Seven House Republicans bucked their party and voted against sending the payroll tax bill to conference Tuesday.
Reps. Charlie Bass of New Hampshire, Jaime Herrera Beutler of Washington state, Chris Gibson of New York, Tim Johnson of Illinois, Walter Jones of North Carolina, Jeff Flake of Arizona and Frank Wolf of Virginia all voted against sending the bill to conference. The measure, which passed 229-193, continues the legislative stalemate on Capitol Hill.
Some of the votes against sending the bill to conference appeared to be a tacit acknowledgement of the political risks House Republicans could face in the year end fight over extending the payroll tax holiday.
It’s more than that. Bass, Herrera Beutler, and Gibson are freshmen in competitive districts who will be targeted by Dems next year. Johnson is also at risk. Flake, meanwhile, is running for the Senate.
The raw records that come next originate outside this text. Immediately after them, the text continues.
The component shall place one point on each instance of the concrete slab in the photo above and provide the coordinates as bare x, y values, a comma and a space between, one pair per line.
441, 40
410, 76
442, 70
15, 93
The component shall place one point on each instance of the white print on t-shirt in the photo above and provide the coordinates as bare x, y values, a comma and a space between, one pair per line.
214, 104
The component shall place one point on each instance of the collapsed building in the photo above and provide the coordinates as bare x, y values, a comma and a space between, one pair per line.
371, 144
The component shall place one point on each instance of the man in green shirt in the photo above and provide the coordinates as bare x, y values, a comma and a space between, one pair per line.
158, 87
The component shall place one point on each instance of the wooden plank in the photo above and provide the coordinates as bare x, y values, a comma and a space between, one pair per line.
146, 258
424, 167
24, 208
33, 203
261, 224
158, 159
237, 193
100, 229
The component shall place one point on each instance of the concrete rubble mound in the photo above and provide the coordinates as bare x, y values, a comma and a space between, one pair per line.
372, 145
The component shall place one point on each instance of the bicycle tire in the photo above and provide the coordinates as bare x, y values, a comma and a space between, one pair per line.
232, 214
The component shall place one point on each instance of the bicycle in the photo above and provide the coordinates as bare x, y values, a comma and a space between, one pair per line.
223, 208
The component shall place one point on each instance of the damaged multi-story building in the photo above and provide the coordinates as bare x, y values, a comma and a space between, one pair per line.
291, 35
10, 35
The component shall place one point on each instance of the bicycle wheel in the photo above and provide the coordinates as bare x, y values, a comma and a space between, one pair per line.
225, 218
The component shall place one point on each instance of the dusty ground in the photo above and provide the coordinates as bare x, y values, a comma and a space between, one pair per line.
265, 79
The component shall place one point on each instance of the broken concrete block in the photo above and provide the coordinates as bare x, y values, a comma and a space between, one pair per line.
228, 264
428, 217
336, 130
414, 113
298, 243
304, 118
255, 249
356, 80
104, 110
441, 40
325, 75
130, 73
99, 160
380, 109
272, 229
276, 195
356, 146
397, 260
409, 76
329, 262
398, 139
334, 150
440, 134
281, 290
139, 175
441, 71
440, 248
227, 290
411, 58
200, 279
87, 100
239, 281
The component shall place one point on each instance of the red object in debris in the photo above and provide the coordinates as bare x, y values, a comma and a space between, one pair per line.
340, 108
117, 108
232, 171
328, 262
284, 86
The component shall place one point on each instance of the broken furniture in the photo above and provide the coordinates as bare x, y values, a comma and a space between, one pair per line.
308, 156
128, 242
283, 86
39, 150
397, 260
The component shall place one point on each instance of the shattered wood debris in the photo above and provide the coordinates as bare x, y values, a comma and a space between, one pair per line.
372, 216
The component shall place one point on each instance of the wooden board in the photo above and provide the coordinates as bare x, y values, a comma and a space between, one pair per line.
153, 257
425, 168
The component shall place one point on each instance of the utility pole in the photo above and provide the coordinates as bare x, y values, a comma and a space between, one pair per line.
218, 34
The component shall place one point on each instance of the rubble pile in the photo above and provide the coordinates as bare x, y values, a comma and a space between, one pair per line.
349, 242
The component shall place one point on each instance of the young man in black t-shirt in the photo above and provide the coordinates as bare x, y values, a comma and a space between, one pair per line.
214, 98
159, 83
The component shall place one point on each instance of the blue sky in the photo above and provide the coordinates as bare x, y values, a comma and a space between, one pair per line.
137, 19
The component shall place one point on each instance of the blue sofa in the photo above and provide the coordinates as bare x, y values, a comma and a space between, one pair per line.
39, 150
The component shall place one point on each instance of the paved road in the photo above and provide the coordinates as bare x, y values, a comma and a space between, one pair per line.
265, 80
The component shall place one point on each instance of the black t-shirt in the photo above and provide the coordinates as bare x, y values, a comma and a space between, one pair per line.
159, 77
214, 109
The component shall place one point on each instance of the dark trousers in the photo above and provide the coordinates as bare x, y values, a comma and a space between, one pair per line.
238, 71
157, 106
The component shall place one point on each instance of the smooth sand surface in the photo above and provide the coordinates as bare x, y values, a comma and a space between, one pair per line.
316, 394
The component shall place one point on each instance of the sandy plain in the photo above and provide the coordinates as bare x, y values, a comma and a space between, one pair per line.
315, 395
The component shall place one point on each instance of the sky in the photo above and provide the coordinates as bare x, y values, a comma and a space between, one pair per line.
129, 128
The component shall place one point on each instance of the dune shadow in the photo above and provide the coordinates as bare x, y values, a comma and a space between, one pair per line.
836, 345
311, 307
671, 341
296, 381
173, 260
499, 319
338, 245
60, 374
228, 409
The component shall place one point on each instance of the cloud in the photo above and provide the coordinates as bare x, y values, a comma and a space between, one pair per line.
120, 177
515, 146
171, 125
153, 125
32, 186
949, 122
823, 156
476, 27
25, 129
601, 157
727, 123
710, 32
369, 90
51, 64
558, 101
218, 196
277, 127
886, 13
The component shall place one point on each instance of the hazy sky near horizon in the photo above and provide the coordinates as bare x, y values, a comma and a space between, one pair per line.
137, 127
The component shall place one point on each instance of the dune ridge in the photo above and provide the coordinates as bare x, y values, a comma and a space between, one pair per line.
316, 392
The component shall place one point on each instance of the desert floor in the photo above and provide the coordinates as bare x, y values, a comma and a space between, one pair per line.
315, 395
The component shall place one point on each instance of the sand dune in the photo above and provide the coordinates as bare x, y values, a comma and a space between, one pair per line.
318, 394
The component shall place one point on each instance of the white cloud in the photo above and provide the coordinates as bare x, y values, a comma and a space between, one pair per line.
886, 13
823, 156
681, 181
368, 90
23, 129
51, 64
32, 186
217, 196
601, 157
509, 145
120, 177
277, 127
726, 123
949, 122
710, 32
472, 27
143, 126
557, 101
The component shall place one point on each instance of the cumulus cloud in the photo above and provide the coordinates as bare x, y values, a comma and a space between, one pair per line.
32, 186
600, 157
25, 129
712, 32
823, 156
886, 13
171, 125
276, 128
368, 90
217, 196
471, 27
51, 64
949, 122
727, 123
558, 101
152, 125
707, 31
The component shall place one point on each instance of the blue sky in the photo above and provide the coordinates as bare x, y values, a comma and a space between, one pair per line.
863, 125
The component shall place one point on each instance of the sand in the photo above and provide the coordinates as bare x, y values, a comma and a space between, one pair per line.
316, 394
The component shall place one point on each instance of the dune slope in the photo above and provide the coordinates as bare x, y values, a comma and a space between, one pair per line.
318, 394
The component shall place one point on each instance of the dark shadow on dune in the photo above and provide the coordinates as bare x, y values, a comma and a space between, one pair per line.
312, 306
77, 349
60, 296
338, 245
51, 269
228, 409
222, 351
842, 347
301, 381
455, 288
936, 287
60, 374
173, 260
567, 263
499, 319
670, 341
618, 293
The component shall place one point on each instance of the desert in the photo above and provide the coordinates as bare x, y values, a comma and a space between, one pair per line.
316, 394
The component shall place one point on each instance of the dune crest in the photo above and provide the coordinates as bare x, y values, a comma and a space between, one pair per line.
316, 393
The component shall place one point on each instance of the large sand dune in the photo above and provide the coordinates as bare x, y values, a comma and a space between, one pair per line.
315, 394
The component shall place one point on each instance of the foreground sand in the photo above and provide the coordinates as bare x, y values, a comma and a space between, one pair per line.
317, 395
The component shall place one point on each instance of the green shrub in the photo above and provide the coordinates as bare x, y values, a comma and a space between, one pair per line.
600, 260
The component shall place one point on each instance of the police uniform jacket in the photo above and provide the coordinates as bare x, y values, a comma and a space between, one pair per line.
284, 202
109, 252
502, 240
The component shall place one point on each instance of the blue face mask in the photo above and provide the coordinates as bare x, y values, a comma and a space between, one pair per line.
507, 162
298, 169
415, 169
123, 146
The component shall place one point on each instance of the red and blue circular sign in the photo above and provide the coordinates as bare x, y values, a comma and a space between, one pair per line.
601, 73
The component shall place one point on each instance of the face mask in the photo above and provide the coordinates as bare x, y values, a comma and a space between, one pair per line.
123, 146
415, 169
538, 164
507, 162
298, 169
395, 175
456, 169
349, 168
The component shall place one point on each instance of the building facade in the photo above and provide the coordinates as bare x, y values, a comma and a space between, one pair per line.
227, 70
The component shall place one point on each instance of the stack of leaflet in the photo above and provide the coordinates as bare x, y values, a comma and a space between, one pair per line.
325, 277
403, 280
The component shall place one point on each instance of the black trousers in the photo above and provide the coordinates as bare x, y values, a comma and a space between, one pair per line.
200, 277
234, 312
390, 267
Going into a tough cycle, none of these members wanted to get stuck with having voted against a middle-class tax cut.
In the Senate, it’s a similar picture. Five Republican senators spoke out publicly this week — Scott Brown, Susan Collins, Dean Heller, Dick Lugar, and Olympia Snowe — criticizing House Republicans for their antics. Four of these five are seeking re-election in 2012. Heller, in particular, is in a very tough race in a competitive swing state (Nevada), and has no interest in picking up the “tax raiser” label.
If the politics of this fight was working in Republicans’ favor, why are some of the most nervous GOP lawmakers siding with Democrats?